Deuxième chapitre
“J’ai choisi ce sujet, le second chapitre de l’Histoire de la Misogynie, de la même manière que le premier sur l’avortement.
Tout a débuté avec un fait divers local qui m’a beaucoup marquée : en 2018, cinq hommes qui avaient violé une jeune femme de 18 ans ont été libérés après avoir été d’abord reconnus coupables d’abus sexuel et non de viol. Ce jugement, qui remettait en question la jurisprudence espagnole face au viol, a déclenché la plus grande protestation féministe de l’histoire du pays.
En pleine ascension du mouvement #MeToo, je voulais comprendre pourquoi certaines structures institutionnelles telles que la justice, le droit et la politique, non seulement manquaient à leurs obligations envers les victimes, mais encourageaient en réalité les agresseurs en préservant les rapports de pouvoir et le viol comme norme sociale. En revisitant l’histoire, j’ai pu identifier les stéréotypes et les mythes, fondés sur le genre, les préjugés et la méconnaissance, qui ont maintenu et perpétué la culture du viol.
À travers une recherche minutieuse sur les erreurs judiciaires et le blâme qu’on fait porter aux victimes elles-mêmes, ce projet est une analyse personnelle des contextes politiques, sociaux et culturels, à travers le monde, qui aujourd’hui encore tendent à normaliser la violence sexuelle.”
Laia Abril
L’exposition de Laia Abril “Sur le viol” est le deuxième chapitre de son projet Une Histoire de la Misogynie. Il élargit son corpus d’archives visuelles, toujours en cours, sur le contrôle systématique du corps des femmes à travers le temps et les cultures.
Abril se concentre sur le viol institutionnel à travers une série de portraits conceptuels qui, soutenus par des témoignages, symbolisent les différentes cultures du viol systémique – au sein du mariage, dans l’église, à l’armée ou à l’école.
À cette occasion, Abril fait usage de l’histoire pour retracer l’origine des lois et des croyances – de la loi qui oblige la victime à marier son violeur, jusqu’au viol comme arme de guerre, en passant par la construction de la virginité ou les enchaînements d’événements qui aboutissent au viol. Elle réagit également à son propre parcours de recherche par un essai audiovisuel personnel.
Laia Abril (Espagne, 1986) est une artiste dont le travail est basé sur la recherche et qui utilise aussi bien la photographie que le texte, la vidéo et le son.

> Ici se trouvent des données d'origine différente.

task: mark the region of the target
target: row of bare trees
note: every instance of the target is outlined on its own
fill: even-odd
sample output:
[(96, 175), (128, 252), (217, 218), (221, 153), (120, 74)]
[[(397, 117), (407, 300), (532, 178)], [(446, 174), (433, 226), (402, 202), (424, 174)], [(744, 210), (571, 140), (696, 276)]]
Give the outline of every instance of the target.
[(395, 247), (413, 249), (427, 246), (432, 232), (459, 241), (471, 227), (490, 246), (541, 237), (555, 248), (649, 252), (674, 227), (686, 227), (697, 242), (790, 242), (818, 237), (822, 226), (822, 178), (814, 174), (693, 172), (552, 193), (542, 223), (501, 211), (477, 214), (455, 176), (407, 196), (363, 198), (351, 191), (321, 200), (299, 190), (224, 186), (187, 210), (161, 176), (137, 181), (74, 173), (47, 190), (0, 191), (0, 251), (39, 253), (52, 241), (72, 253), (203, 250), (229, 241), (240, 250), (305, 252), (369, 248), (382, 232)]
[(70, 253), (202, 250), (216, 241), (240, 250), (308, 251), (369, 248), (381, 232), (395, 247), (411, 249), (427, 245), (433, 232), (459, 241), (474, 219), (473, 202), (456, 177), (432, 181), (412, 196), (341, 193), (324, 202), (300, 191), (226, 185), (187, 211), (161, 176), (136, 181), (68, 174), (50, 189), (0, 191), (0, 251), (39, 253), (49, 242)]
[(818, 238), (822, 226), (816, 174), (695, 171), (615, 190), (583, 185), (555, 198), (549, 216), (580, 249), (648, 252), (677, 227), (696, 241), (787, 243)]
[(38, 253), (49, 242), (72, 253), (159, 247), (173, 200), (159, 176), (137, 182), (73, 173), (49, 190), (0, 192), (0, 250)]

Après avoir obtenu un diplôme en journalisme, elle s’installe à New York et décide d’utiliser la photographie pour raconter des histoires intimes sur des réalités difficiles et méconnues, liées à la sexualité, aux troubles alimentaires et à l’égalité des sexes.
Les projets d’Abril se déploient cependant à travers divers supports, qu’il s’agisse d’installations, de livres, de documents web ou de films. Son travail a été montré et publié internationalement. On le retrouve dans des collections privées et des musées, tels que le Musée de l’Elysée et le Fotomuseum Winterthur en Suisse.
Elle a édité plusieurs livres, dont Thinspiration (auto-publié, 2012), Tediousphilia (Musée de l’Elysée, 2014) et le très acclamé The Epilogue (Dewi Lewis, 2014).
Après avoir terminé sa recherche de cinq ans sur les troubles alimentaires, Abril s’est lancée dans son nouveau projet au long cours, Une Histoire de la Misogynie. Son premier chapitre “Sur l’Avortement” a été exposé pour la première fois aux Rencontres d’Arles en 2016. L’exposition a ensuite été présentée dans plus de 10 pays, notamment à la Photographers Gallery de Londres et au Museum of Contemporary Art de Zagreb.
Le livre On Abortion and the repercussions of lack of access (Dewi Lewis, 2018) a remporté le prix Aperture Best Book en 2018 et a été finaliste de la prestigieuse Deutsche Börse en 2019. Abril développe actuellement les prochains chapitres, notamment celui consacré au viol.
Abril vit à Barcelone et est représentée par la galerie parisienne Les Filles du Calvaire.